At age thirteen, I had said the sinner’s prayer and was baptized into my family’s faith. Throughout my junior high and high school career, I spent every Sunday and Wednesday at church. Frequently seeking a compassionate ear. Always asking those same hard questions. Always, always getting the same trite responses to my desperate inquiry. And almost always having my honest doubts dismissed, belittled, rejected.
It got old.
It’s still old. I just try to avoid those scary conversations with true, sincere believers. Especially those of the Protestant persuasion. Well, sort of.
Anyway, I read something encouraging recently (emphasis mine):
Doubt and silence has been written out of the Western view of God.
Protestant and evangelicals not only like to speak about God, they also like to assert about God. Doubt it not a part of our paradigm; thus, when somebody begins to doubt aspects of Christianity, it’s frowned upon, whereas in some Christian traditions – especially Orthodox and in some cases Catholicism – doubt is an accepted form of worship.

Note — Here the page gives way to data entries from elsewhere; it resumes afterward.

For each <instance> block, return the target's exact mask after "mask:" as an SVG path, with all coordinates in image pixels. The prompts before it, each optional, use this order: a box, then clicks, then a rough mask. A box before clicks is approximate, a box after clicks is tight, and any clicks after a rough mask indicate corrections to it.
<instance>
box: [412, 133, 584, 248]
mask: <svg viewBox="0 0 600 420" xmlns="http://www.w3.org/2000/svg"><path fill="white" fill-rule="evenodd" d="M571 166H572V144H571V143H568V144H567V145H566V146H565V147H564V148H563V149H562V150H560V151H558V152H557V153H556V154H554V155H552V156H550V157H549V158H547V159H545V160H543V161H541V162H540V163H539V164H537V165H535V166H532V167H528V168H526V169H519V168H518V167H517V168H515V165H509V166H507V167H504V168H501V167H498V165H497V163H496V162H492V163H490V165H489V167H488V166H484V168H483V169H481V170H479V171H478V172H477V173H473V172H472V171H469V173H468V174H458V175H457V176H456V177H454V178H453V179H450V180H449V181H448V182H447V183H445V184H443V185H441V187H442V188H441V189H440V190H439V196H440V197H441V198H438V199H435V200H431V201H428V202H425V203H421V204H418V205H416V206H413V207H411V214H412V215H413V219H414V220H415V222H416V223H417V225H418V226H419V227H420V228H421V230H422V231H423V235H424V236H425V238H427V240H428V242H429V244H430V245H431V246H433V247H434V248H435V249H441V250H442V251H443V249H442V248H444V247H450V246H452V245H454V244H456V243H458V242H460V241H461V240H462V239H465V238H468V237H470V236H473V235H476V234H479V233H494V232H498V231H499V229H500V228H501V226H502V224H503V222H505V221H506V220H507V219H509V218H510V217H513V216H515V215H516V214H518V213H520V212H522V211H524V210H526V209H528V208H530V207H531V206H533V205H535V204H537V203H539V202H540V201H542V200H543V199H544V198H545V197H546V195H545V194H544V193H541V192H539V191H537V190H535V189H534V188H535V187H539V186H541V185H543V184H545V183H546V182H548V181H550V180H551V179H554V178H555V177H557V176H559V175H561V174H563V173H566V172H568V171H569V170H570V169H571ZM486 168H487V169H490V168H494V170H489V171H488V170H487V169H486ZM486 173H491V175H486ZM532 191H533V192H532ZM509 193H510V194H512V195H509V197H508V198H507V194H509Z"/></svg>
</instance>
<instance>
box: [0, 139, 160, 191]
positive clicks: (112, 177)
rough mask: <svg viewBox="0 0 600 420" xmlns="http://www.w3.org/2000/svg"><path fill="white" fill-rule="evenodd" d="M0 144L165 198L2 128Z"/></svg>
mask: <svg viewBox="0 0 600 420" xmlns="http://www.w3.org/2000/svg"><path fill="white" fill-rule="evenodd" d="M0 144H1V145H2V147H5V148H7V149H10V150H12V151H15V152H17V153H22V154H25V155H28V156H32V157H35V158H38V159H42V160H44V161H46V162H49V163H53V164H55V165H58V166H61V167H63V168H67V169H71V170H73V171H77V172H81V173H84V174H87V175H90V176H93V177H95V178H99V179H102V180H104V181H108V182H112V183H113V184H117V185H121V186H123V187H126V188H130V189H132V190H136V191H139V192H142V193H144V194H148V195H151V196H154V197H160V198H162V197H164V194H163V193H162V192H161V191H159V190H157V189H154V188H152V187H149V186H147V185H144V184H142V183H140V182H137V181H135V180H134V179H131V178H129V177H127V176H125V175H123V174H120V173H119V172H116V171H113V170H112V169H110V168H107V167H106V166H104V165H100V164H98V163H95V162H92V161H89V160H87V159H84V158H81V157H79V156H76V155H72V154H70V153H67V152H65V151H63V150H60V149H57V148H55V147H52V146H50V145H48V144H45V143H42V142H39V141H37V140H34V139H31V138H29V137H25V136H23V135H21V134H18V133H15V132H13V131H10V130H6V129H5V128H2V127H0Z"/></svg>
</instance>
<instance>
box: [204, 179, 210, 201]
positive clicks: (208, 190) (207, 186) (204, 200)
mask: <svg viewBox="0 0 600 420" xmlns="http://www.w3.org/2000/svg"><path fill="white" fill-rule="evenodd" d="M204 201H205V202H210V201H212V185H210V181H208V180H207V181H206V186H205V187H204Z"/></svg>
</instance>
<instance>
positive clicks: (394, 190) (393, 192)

Holy Saturday is the Holy Day where doubt and silence is the PROPER POSITION of worship. Holy Saturday is the Holy Day between Good Friday and Easter. It’s a day when we attempt to understand what the Disciples of Christ were feeling during that dark day of death … the day Jesus was in the tomb.
A day when we try to understand, as the disciples had, the crucifixion WITHOUT the knowledge of the resurrection. When death and tragedy has cast a dark shadow on life and God, I remember Holy Saturday.
As odd as this sounds, I’ve learned to worship while doubting both God’s existence and the afterlife.